Foam Lake Birding No. 16

No. 16
At this time of the year many of the sights and sounds of our summer birds are no longer with us. Most are getting ready for fall migration while some have already migrated. A few, such as the Purple Martins and Yellow Warblers, are already gone; others, such as Crows and Robins, are preparing for migration by gathering in large flocks. This flocking usually occurs in September, in rural areas, away from the proximity of man. In my many years of bird hunting, I have, on occasion, been pleasantly surprised, upon entering a stand of poplars, to see the entire bluff teeming with Robins. The scene is almost eerie in that, except for the constant rustling of leaves, the Robins are on the ground feeding frantically, but very quietly. Crows congregate on stubble fields to feed on late fall insects, especially those that have been injured in harvesting operations, thereby, providing “easy pickings”. Once frosts become frequent and general, most birds fly south to a more plentiful food supply.

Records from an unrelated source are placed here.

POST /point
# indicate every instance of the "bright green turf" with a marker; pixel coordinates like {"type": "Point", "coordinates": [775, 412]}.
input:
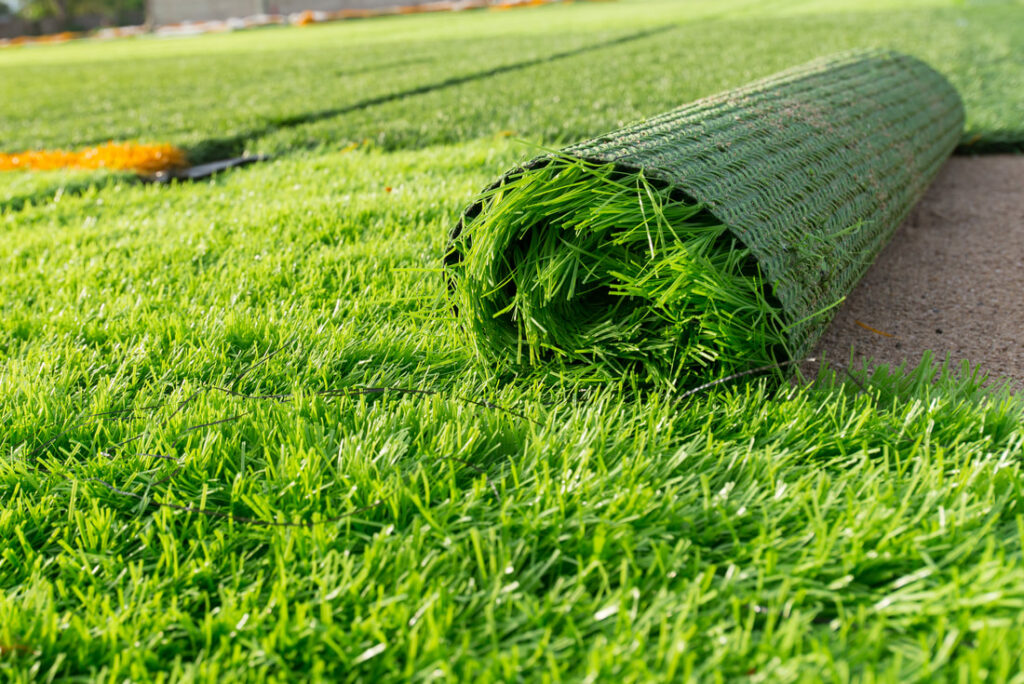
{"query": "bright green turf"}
{"type": "Point", "coordinates": [250, 89]}
{"type": "Point", "coordinates": [826, 531]}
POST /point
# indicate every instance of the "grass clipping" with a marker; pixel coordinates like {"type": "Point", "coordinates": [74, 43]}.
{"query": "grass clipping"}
{"type": "Point", "coordinates": [593, 272]}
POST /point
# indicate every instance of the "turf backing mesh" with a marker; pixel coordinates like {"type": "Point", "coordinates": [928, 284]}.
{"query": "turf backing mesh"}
{"type": "Point", "coordinates": [810, 171]}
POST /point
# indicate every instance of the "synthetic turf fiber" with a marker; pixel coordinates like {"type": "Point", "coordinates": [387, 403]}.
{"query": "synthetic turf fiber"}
{"type": "Point", "coordinates": [809, 172]}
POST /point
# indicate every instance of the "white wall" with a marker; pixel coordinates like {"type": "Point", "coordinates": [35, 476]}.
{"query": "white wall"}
{"type": "Point", "coordinates": [175, 11]}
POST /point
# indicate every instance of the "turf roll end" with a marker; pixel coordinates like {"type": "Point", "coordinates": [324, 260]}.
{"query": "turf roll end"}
{"type": "Point", "coordinates": [709, 240]}
{"type": "Point", "coordinates": [606, 272]}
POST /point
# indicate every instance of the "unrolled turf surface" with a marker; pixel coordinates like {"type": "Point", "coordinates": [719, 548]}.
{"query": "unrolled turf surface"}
{"type": "Point", "coordinates": [838, 531]}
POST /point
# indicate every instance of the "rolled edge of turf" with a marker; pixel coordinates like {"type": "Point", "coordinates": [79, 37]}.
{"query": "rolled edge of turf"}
{"type": "Point", "coordinates": [812, 169]}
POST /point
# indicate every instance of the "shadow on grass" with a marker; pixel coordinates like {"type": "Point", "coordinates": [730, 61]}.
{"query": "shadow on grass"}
{"type": "Point", "coordinates": [233, 145]}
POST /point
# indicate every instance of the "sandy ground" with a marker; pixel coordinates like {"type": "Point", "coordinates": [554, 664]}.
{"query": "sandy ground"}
{"type": "Point", "coordinates": [951, 280]}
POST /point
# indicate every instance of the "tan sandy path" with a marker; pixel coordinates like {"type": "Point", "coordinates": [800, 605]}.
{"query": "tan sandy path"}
{"type": "Point", "coordinates": [951, 280]}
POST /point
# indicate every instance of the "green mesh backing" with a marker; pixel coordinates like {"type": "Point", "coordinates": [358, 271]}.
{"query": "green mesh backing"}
{"type": "Point", "coordinates": [813, 168]}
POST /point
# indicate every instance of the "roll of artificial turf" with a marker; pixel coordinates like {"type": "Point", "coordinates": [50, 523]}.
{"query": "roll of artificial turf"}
{"type": "Point", "coordinates": [709, 240]}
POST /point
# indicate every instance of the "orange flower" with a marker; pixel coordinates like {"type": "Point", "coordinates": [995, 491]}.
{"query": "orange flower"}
{"type": "Point", "coordinates": [147, 159]}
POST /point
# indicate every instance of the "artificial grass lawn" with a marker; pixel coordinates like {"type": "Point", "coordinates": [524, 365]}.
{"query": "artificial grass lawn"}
{"type": "Point", "coordinates": [278, 90]}
{"type": "Point", "coordinates": [825, 530]}
{"type": "Point", "coordinates": [835, 530]}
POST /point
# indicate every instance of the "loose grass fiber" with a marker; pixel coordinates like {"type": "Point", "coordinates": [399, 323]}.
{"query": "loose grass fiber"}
{"type": "Point", "coordinates": [712, 239]}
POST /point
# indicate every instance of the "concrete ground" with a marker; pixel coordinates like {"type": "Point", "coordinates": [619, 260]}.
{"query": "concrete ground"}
{"type": "Point", "coordinates": [951, 280]}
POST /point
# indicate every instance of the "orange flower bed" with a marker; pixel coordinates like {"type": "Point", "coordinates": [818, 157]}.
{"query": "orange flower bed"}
{"type": "Point", "coordinates": [147, 159]}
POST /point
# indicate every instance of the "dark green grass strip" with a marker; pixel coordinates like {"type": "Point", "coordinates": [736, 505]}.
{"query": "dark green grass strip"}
{"type": "Point", "coordinates": [236, 144]}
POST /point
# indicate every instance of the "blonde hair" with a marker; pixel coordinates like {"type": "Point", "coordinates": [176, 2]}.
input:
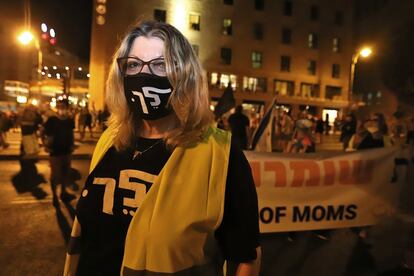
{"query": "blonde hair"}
{"type": "Point", "coordinates": [189, 99]}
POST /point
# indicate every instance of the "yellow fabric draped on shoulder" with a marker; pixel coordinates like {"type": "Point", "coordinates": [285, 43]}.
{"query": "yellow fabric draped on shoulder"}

Of all migratory birds, probably, the most noticeable are the geese. The large noisy flocks are hard to miss. Even though they look a lot alike, geese and ducks are quite different. Overall, geese are considerably larger, even though some small geese are about the size of a large Mallard. Male and female geese are identical; male and female ducks are unlike. Care of goslings is shared by both parents; care of ducklings is handled by the female alone. Geese graze; ducks do not. Identifying geese is quite easy, because there are only three species as compared to the dozen or so ducks, and the species are quite different from one another.
Prior to the Europeans coming to America, apparently, geese were not nearly as plentiful as they are today. The clearing of land for agriculture has provided an abundant source of food for migrating flocks, as most farmers can attest to, thus ensuring higher survival rates. Agriculture, together with regulated hunting, has resulted in a dramatic increase in some goose populations to the point that there is growing concern with over population. In any case, the migrating flocks are a delightful sight and a sure sign that spring (or fall) has come.
One species of goose that is congregating for fall migration, locally, is this week’s featured bird and our national bird emblem – the Canada Goose. Yes, the Canada Goose is Canada’s national bird emblem and not the loon as many people believe. Close up, the birds with their grey-brown bodies, black necks and black heads with white “chin straps” are unmistakable. Migrating Canadas are usually easy to identify in flight because they fly in distinct “Vs” unlike other geese that fly in loose lines. Canada Geese are only moderately migratory. They fly south only as far as the first open water where they will stay until that body of water freezes over, then, they move further south until the next open water, and so on. In the spring, they reverse the procedure. The birds in this week’s picture are a flock of local Honkers resting in a shallow slough just north of Don and Edith Halyk’s house.
Canada Geese are extremely variable in size from the three pound Cackling to the ten pound Common (Honker, as it is known locally). In fact, there are six distinct groups of Canadas all even having their own names! They are: Cackling, Aleutian, Dusky, Richardson’s, Lesser and Common. (Recently, the Cackling Goose has been categorized as a distinct species.) Three of them, Richardson’s (5 lb.), Lesser (6lb.) and Common (10lb.), are all found here, with only the common being resident during the summer. The weights are only an average. The biggest Commons can reach twenty pounds or so.
Having traveled in Europe a little, I was surprised and disappointed by the almost total absence of large birds there, especially waterfowl. Streams and lakes had some gulls and wading birds, but few, if any, ducks, geese, coots and so on. In comparison, we are overrun with wildlife. Here. A flock of geese is so commonplace that it is usually ignored. However, I still find myself looking up at a flock of Canadas (or anything else for that matter) and appreciating the abundance of wildlife that we have in this great country of ours.